Joseph Runcio (1871-1937) est un cas particulier puisqu'il était d'origine italienne ; il s'établit à Metz en association avec Henri Schöner et prit la nationalité allemande. Il affectionnait l'Art nouveau, comme on peut le voir sur l'immeuble qu'il construisit avenue Foch. Il réalisa surtout l'ensemble de logements sociaux de la Richter Kolonie, au Sablon.

Ferdinand Schönhals (1842-1915), après des études à Cassel, travailla dans divers cabinet d'architectes, puis au ministère de la guerre. On lui doit des établissements scolaires, administratifs, militaires et religieux, dont l'église de Garnison de Dieuze et, à Metz, le Palais du Gouverneur, construit en association avec Max Stolterfoth entre 1902 et 1905.

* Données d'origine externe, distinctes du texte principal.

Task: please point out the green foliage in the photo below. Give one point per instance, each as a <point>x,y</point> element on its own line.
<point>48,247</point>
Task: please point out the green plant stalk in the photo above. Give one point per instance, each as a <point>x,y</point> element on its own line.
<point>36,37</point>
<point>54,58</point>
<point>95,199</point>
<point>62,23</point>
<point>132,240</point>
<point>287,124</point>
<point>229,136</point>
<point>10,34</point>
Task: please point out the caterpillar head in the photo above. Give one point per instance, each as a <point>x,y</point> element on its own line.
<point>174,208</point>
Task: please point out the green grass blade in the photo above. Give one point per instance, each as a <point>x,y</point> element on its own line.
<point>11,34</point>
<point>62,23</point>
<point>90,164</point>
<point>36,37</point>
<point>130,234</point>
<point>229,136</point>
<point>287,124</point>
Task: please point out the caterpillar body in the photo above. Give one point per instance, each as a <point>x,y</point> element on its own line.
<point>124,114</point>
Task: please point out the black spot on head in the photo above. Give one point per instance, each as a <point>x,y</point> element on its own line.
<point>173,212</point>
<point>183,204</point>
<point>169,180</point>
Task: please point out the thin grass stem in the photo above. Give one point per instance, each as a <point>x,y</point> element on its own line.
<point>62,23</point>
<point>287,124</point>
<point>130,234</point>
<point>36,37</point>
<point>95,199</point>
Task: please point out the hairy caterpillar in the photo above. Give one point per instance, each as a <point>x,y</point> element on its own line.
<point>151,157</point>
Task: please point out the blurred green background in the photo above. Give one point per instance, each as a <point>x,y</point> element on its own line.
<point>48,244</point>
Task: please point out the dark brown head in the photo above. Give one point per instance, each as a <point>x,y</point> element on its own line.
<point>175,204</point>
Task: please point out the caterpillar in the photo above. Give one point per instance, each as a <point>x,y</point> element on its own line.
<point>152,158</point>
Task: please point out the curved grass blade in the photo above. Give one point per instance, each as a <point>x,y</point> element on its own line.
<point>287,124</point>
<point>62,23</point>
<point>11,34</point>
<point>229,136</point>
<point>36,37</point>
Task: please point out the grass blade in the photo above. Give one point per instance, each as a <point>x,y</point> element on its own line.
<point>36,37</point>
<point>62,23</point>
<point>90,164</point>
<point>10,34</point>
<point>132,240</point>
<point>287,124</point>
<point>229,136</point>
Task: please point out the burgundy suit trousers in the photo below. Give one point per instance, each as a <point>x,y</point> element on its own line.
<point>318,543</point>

Wilhelm Peter Schmitz (1864-1944) a travaillé sur de nombreux projets civils et religieux en Rhénanie et en Moselle. Dans le diocèse de Metz, il assista Paul Tornow dans la restauration de la cathédrale et dirigea celle de la cathédrale de Trèves. En 1906, il devint architecte de la cathédrale à Trèves et à Metz, où il tiendra ce poste jusqu'à son expulsion en 1919.

Et aussi : Alfred Hugger (État-major), Ph. Reb (Temple de Montigny) Ewald von Rechenberg, Richard Fleischer (logements sociaux à Queuleu), Ludwig Bettcher et Gustav Petrich (Hôtel des Postes), Eduard-Hermann Heppe, Jules Geoffroy Berninger et Karl Griebel (villas avenue Foch), Zirckler et Stoekicht (logements sociaux rue des Frères Lacretelle), et tant d'autres…


  • 1. Il a publié à ce sujet Denkschrift betreffend den Ausbau der Hauptfront des Domes zu Metz, Metz, 1891. Sur Tornow, cf. Gérard LEONARD, Paul Tornow, architecte de la Cathédrale de Metz et du Temple de Courcelles-Chaussy, Renaissance du Vieux Metz n° 153, octobre 2009, p. 2-12, et Alain Hilbord, Tornow : à propos d’une tombe, ibid. p. 13-16.
  • 2. Photos de l'église Ste-Ségolène sur le site des Religieuses de l'Assomption  http://www.assumpta.org/Metz que nous remercions ici pour la belle photo de l'ensemble de l'édifice.
  • 3. Johannes Otzen (1939-1911), architecte, urbaniste et théoricien de l’architecture de grande renommée, est surtout connu pour des églises et des temples protestants.